One symptom of PoTS is syncope; fainting, which affects 30-60% of those with the condition. These sudden episodes leave individuals feeling vulnerable and anxious daily. Waking up confused and alone after fainting can be terrifying, especially when no one stops to check if you’re okay or even breathing. This unpredictability and instability creates emotional strain, with isolation and fear.
Despite the numerous cases, PoTS remains under-researched. According to the Mayo Clinic, cases increased from 1.42 to 20.3 per 1,000,000 people, since COVID-19; 14.3-fold rise, with diagnosis wait times now exceeding 2 years.

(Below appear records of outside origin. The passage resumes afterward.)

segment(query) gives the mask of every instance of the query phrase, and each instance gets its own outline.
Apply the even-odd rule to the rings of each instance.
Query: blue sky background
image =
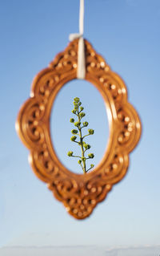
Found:
[[[130,154],[128,174],[114,187],[90,217],[79,221],[68,215],[46,185],[34,175],[27,161],[29,152],[18,139],[14,124],[20,106],[30,95],[34,75],[64,50],[70,33],[78,32],[79,1],[1,1],[2,247],[79,245],[116,247],[160,243],[160,2],[86,0],[85,7],[85,38],[126,81],[129,100],[142,119],[141,141]],[[99,135],[100,141],[105,138],[102,146],[97,142],[99,125],[90,111],[90,108],[93,110],[95,107],[90,105],[93,101],[90,92],[92,91],[92,97],[98,99],[97,111],[106,116],[103,102],[88,83],[76,82],[80,90],[85,84],[88,85],[86,93],[90,96],[87,99],[84,96],[82,101],[87,109],[90,128],[97,131],[95,139],[93,136],[95,142],[90,144],[95,143],[93,151],[99,152],[95,158],[98,164],[107,141],[108,124],[105,119],[104,129]],[[73,86],[72,81],[71,91]],[[63,99],[63,104],[69,106],[72,102],[70,91],[63,92],[62,90],[59,93],[59,99]],[[58,97],[55,109],[59,108],[58,100]],[[70,108],[72,106],[68,107],[69,112]],[[56,115],[55,110],[53,111],[50,128],[53,141],[60,144],[60,148],[57,147],[58,152],[61,147],[66,146],[67,152],[72,147],[70,134],[67,135],[65,146],[64,141],[56,142],[59,136],[58,133],[54,136],[58,130],[53,121]],[[102,116],[100,124],[103,124]],[[70,124],[67,125],[70,131]],[[103,128],[103,124],[100,125]],[[69,165],[74,170],[74,164],[70,161]]]

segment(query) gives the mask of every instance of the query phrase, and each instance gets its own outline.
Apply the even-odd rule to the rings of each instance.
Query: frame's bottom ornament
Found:
[[[141,123],[127,101],[124,82],[85,40],[86,80],[98,89],[106,103],[109,143],[102,161],[86,175],[73,173],[62,165],[51,142],[50,117],[58,91],[76,79],[78,41],[71,42],[49,67],[35,77],[30,98],[22,107],[16,127],[21,140],[30,151],[30,162],[34,173],[48,184],[72,216],[83,219],[126,175],[128,155],[140,138]]]

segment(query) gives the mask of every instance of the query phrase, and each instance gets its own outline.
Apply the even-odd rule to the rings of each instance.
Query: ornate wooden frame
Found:
[[[72,216],[83,219],[126,175],[128,155],[140,138],[141,123],[127,102],[122,79],[110,71],[104,59],[85,40],[86,80],[92,83],[104,99],[110,124],[108,147],[98,166],[86,175],[71,173],[59,161],[50,138],[50,116],[58,91],[76,79],[78,40],[70,43],[49,67],[37,75],[30,98],[18,113],[16,128],[30,151],[30,162],[34,173],[47,183]]]

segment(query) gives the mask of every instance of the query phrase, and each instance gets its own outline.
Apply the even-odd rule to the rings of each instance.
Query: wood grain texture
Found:
[[[98,88],[105,101],[110,125],[109,142],[99,165],[86,175],[73,173],[58,161],[50,137],[50,112],[58,91],[76,79],[78,42],[75,39],[70,43],[49,67],[36,75],[30,98],[18,113],[16,128],[30,150],[30,162],[36,176],[47,183],[69,213],[83,219],[126,175],[129,153],[141,136],[141,123],[127,101],[122,79],[85,40],[86,80]],[[56,120],[54,121],[56,123]]]

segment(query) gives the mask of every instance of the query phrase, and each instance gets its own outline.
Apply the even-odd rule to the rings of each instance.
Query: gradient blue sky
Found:
[[[20,106],[30,95],[34,75],[66,47],[70,33],[78,32],[79,1],[1,1],[0,246],[160,243],[160,2],[86,0],[85,6],[85,37],[126,81],[130,102],[142,119],[142,140],[130,154],[126,178],[91,217],[78,221],[68,215],[33,174],[28,150],[18,139],[14,123]],[[81,87],[80,81],[76,84]],[[94,87],[89,85],[86,90]],[[63,103],[68,105],[67,95],[68,101]],[[61,97],[64,99],[62,91]],[[105,116],[103,102],[99,95],[98,98],[97,111]],[[57,102],[58,108],[58,98]],[[90,108],[85,97],[83,102],[86,109]],[[88,115],[91,128],[98,131],[92,115]],[[107,122],[105,125],[108,136]],[[51,124],[53,137],[56,129]],[[103,132],[100,140],[106,136]],[[64,148],[62,141],[59,144]],[[98,161],[105,144],[102,148],[96,142],[93,149],[102,150],[96,156]],[[70,165],[74,169],[74,163]]]

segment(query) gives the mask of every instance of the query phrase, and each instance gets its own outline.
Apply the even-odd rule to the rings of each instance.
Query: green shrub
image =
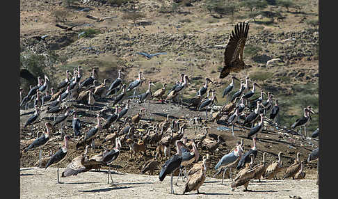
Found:
[[[83,31],[84,31],[85,33],[80,36],[81,38],[92,38],[95,36],[95,35],[100,33],[99,30],[95,30],[95,29],[88,29],[80,30],[79,32],[83,32]]]
[[[284,7],[289,13],[289,8],[295,6],[295,3],[292,0],[276,0],[276,5]]]
[[[69,11],[65,10],[56,10],[53,12],[56,22],[65,22],[69,16]]]

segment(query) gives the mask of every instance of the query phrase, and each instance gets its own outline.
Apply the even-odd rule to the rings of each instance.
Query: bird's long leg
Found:
[[[184,173],[183,173],[184,175],[184,177],[182,177],[182,181],[185,182],[184,179],[188,179],[188,177],[186,176],[186,168],[184,167]]]
[[[111,166],[109,166],[109,168],[107,172],[107,184],[109,184],[109,173],[111,172]]]
[[[58,178],[58,183],[60,183],[60,180]]]
[[[171,193],[174,193],[174,186],[172,186],[172,178],[174,177],[174,174],[171,173],[171,178],[170,178],[170,186],[171,186]]]
[[[224,181],[224,175],[225,175],[225,172],[227,171],[227,168],[225,168],[224,169],[224,171],[223,171],[223,175],[222,175],[222,182],[220,183],[220,184],[223,184],[223,181]]]
[[[232,136],[234,137],[234,124],[232,124],[232,125],[231,130],[232,130]]]
[[[42,150],[41,150],[41,147],[40,147],[40,152],[39,152],[39,167],[41,168],[41,153]]]
[[[95,138],[92,138],[92,150],[95,150]]]
[[[111,175],[111,184],[113,184],[114,182],[113,182],[113,176],[111,175],[111,165],[110,164],[109,164],[109,175]]]
[[[230,176],[231,181],[232,181],[232,173],[231,172],[231,166],[229,167],[229,175]]]
[[[183,108],[183,95],[181,93],[181,109]]]
[[[177,182],[178,182],[178,180],[179,179],[179,177],[181,176],[181,174],[182,174],[182,170],[181,170],[181,168],[179,168],[179,175],[177,176],[177,180],[176,180],[176,183],[175,184],[176,186],[178,186]]]

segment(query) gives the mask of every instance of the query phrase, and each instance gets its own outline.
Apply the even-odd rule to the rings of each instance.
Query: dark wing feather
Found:
[[[238,66],[234,65],[234,64],[240,61],[239,55],[241,54],[241,56],[243,54],[248,31],[249,24],[247,23],[246,25],[244,22],[236,24],[234,27],[234,32],[232,31],[230,38],[224,52],[225,66],[222,69],[220,78],[225,78],[230,72],[236,70],[236,68],[239,70]]]

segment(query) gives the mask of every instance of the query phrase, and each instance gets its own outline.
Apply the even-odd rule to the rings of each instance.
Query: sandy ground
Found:
[[[63,170],[60,168],[60,175]],[[58,184],[56,170],[56,168],[22,168],[20,198],[319,198],[316,180],[264,180],[260,183],[252,180],[248,186],[252,191],[244,192],[243,186],[231,191],[229,179],[225,180],[225,185],[220,185],[221,180],[207,177],[200,188],[203,194],[192,191],[182,195],[184,186],[179,179],[179,186],[174,185],[175,194],[172,195],[170,176],[159,182],[156,175],[113,172],[116,186],[111,186],[107,184],[106,170],[102,170],[61,177],[63,184]]]

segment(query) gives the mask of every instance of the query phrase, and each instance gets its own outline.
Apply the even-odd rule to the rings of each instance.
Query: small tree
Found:
[[[249,8],[252,13],[252,11],[257,11],[266,8],[268,3],[266,1],[263,0],[245,0],[240,5]]]
[[[71,8],[77,2],[79,2],[79,0],[63,0],[63,5],[66,8]]]
[[[65,10],[56,10],[53,12],[56,22],[65,22],[69,15],[69,11]]]

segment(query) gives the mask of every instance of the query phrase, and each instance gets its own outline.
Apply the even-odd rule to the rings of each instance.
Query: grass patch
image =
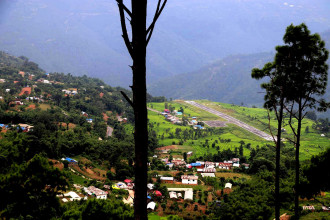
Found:
[[[166,186],[167,188],[193,188],[193,190],[206,191],[209,186],[205,185],[182,185],[182,184],[171,184],[171,183],[162,183],[161,186]]]
[[[225,179],[234,179],[234,177],[237,177],[237,178],[246,178],[246,179],[250,179],[251,177],[247,174],[242,174],[242,173],[232,173],[232,172],[223,172],[223,173],[220,173],[220,172],[216,172],[215,173],[215,176],[218,177],[218,178],[221,178],[221,177],[224,177]]]
[[[40,104],[39,108],[43,111],[46,111],[47,109],[51,109],[49,104]]]
[[[70,178],[72,179],[72,182],[73,183],[76,183],[76,184],[79,184],[79,185],[82,185],[82,186],[86,186],[86,183],[84,183],[85,181],[88,182],[87,179],[81,177],[81,176],[78,176],[72,172],[70,172]]]

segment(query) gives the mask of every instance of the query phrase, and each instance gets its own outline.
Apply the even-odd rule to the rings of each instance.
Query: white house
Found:
[[[64,194],[64,196],[69,197],[70,201],[81,200],[81,197],[76,192],[73,192],[73,191],[70,191],[70,192]]]
[[[198,176],[182,175],[182,184],[198,184]]]
[[[215,177],[214,173],[201,173],[202,177]]]
[[[177,199],[177,195],[176,195],[176,192],[169,192],[168,193],[170,195],[170,199]]]
[[[95,186],[89,186],[88,188],[84,187],[85,192],[89,196],[95,196],[97,199],[107,199],[107,192],[96,188]]]
[[[231,184],[231,183],[226,183],[225,188],[229,188],[229,189],[231,189],[232,185],[233,185],[233,184]]]
[[[193,197],[194,197],[193,190],[185,191],[185,193],[184,193],[184,200],[193,200]]]
[[[233,167],[239,167],[239,163],[233,163]]]
[[[155,202],[149,202],[147,205],[147,209],[155,210],[156,203]]]

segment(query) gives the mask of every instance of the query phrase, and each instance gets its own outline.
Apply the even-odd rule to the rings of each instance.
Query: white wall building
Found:
[[[198,176],[182,175],[182,184],[198,184]]]

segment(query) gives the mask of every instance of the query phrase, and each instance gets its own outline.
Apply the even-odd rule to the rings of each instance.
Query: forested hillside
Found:
[[[321,34],[330,50],[330,32]],[[262,81],[251,78],[253,68],[261,68],[274,59],[273,53],[235,55],[226,57],[198,71],[176,75],[152,83],[149,92],[173,99],[208,99],[246,106],[263,104],[264,93],[260,88]],[[330,65],[330,60],[327,61]],[[330,85],[324,96],[330,100]],[[322,114],[330,117],[329,111]]]
[[[156,3],[149,1],[149,15]],[[168,1],[148,47],[148,81],[191,72],[229,55],[271,51],[290,23],[306,22],[313,32],[325,31],[328,12],[328,0]],[[0,21],[1,50],[24,54],[48,72],[130,85],[116,1],[2,0]]]

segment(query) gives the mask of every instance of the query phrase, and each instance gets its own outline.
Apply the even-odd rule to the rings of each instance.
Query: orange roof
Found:
[[[30,95],[30,94],[31,94],[31,87],[25,87],[22,89],[19,95],[22,96],[22,95]]]

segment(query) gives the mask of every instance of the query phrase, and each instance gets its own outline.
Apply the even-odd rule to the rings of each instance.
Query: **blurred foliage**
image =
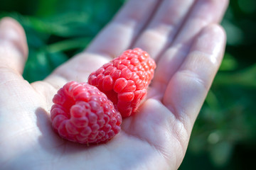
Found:
[[[24,27],[23,76],[43,79],[86,47],[124,0],[1,0],[0,18]],[[256,160],[256,1],[230,0],[227,47],[179,169],[252,169]]]

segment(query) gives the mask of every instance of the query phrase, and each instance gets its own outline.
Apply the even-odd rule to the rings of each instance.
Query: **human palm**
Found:
[[[1,169],[176,169],[221,62],[225,36],[218,25],[228,1],[130,0],[86,50],[45,80],[22,76],[27,45],[22,28],[0,24]],[[128,48],[141,47],[157,68],[146,100],[106,144],[85,146],[51,128],[52,98],[65,83]]]

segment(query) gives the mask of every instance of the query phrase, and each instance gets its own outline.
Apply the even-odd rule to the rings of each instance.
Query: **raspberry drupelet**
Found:
[[[121,130],[122,116],[112,102],[88,84],[68,82],[53,101],[50,119],[63,138],[87,144],[102,143]]]
[[[154,76],[156,63],[139,48],[128,50],[88,78],[88,83],[105,94],[123,118],[134,114]]]

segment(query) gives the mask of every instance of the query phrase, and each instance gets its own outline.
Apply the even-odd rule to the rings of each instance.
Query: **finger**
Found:
[[[198,0],[194,4],[171,46],[158,62],[154,86],[160,94],[187,56],[193,38],[206,26],[220,21],[228,3],[227,0]]]
[[[21,108],[34,102],[28,97],[31,88],[21,75],[27,53],[22,27],[11,18],[3,18],[0,21],[0,116],[13,117],[11,111],[20,112]]]
[[[191,130],[220,64],[225,34],[218,25],[204,28],[169,83],[163,103]]]
[[[130,47],[161,1],[128,1],[86,51],[111,57],[119,55]]]
[[[21,25],[11,18],[0,22],[0,66],[22,74],[28,55],[26,35]]]
[[[85,52],[57,68],[45,81],[57,89],[70,80],[87,81],[90,72],[130,47],[161,1],[127,1]]]
[[[156,60],[173,41],[193,2],[194,0],[164,1],[133,46],[143,49]]]

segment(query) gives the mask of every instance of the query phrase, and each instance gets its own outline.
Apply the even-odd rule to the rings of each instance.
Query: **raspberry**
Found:
[[[88,78],[88,83],[105,93],[123,118],[135,113],[146,95],[156,64],[146,52],[128,50]]]
[[[63,138],[81,144],[106,142],[120,131],[122,116],[96,87],[70,81],[53,97],[53,129]]]

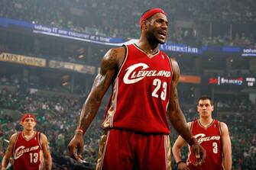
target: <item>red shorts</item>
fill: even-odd
[[[106,131],[101,138],[96,169],[170,170],[169,136],[114,129]]]

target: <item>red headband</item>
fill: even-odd
[[[25,120],[25,119],[27,118],[33,118],[34,121],[37,121],[36,120],[36,117],[33,115],[31,114],[30,113],[25,114],[24,115],[23,115],[22,118],[21,118],[21,122],[24,122]]]
[[[151,16],[153,16],[154,14],[157,14],[157,13],[162,13],[166,15],[166,13],[164,11],[163,9],[161,8],[153,8],[147,11],[146,11],[141,18],[140,19],[140,25],[141,26],[141,23],[143,21],[151,18]]]

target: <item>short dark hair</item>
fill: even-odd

Many doctors are unfamiliar with PoTS, leading patients to multiple specialists before receiving a diagnosis. A study of 4,800 PoTS patients found that most were diagnosed only a year or more after their first visit, the average diagnostic delay is nearly five years. I was often told my struggles were in my head, seeking attention, dramatic, theatrical, and that my issues were anxiety. This IS medical malpractice. After being turned away by numerous doctors, the Mayo Clinic finally diagnosed me and helped me find the medication I take today. Their professionalism and kindness brought me to tears, I finally had a name for my struggles and a path toward healing.
Attention ALL medical professionals: PoTS is a serious condition that greatly affects patients’ lives. Remember your Hippocratic Oath, which emphasizes patients well-being and prevention of harm. As healthcare providers, your duty is to assist and protect those in need.
My personal experience with PoTS has been transformative and challenging. I urge all physicians to approach patients who are affected by PoTS with diligence and empathy. It is imperative to remain committed, actively listen to their concerns, and utilize your medical expertise to seek appropriate solutions. This is an emerging health issue, and there is an urgent need to explore effective strategies to address it, as well as to enhance our understanding of the disease. Help, don’t hurt.